L’accesso al regime forfettario degli autonomi è subordinato all’accertamento di specifiche condizioni di legge, alcune delle quali presuppongono l’assenza di cause ostative espressamente elencate all’articolo 1, comma 57, L.190/2014.
Nel testo del Ddl di bilancio 2025 approvato con voto di fiducia alla camera, si interviene sul quadro normativo delle esclusioni. Il provvedimento modifica la soglia degli “extra” redditi di lavoro dipendente e assimilati, oltrepassata la quale risulta inibita la possibilità di aderire al regime agevolativo.
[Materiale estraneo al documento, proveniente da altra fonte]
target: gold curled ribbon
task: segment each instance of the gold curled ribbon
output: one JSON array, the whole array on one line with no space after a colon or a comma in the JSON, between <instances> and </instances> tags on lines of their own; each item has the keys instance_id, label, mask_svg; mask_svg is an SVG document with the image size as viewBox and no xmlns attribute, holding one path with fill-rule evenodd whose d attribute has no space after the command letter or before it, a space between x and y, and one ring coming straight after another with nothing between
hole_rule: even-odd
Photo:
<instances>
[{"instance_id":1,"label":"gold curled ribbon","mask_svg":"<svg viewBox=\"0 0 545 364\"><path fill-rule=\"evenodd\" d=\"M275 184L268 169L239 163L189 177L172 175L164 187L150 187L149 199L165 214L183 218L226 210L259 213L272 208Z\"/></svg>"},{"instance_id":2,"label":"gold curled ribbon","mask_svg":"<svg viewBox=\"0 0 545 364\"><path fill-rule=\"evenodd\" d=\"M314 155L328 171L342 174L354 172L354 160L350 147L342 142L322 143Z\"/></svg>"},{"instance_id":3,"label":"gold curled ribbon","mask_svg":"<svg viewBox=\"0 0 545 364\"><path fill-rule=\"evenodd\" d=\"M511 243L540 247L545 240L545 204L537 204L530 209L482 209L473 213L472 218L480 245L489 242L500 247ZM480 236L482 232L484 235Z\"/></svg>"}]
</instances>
Nello specifico, la disposizione che viene rivisitata è contenuta nel comma 57, alla lett. d-ter), in cui si prevede che non possono fruire del regime forfettario i soggetti che nell’anno precedente hanno percepito redditi di lavoro dipendente, pensionistici e redditi assimilati eccedenti l’importo di euro 30.000, tale limitazione tuttavia non opera se il rapporto di lavoro è cessato (come chiarito nella Circolare n. 10/E/2016, rilevano solo le cessazioni del rapporto di lavoro intervenute nell’anno precedente a quello di applicazione del regime forfetario).
La verifica, dunque, deve essere eseguita confrontando tale limite con il reddito di lavoro dipendente o ad esso assimilato percepito nel periodo antecedente.
Come anticipato in premessa, il disegno di legge rettifica la soglia in commento, prevedendo l‘innalzamento da euro 30.000 ad euro 35.000. Qualora venisse confermata tale novità, anche all’esito dell’iter di approvazione della manovra al Senato, l’ampliamento della platea sarebbe efficace già a decorrere dal 2025, tenuto conto che la verifica del limite deve esser condotta con riferimento all’annualità precedente. In altri termini, sono incluse nell’ambito applicativo le partite iva individuali che, in presenza di tutte le altre condizioni di legge, hanno percepito nel 2024 redditi di lavoro dipendente e assimilati di importo compreso tra euro 30.000 e fino a 35.000.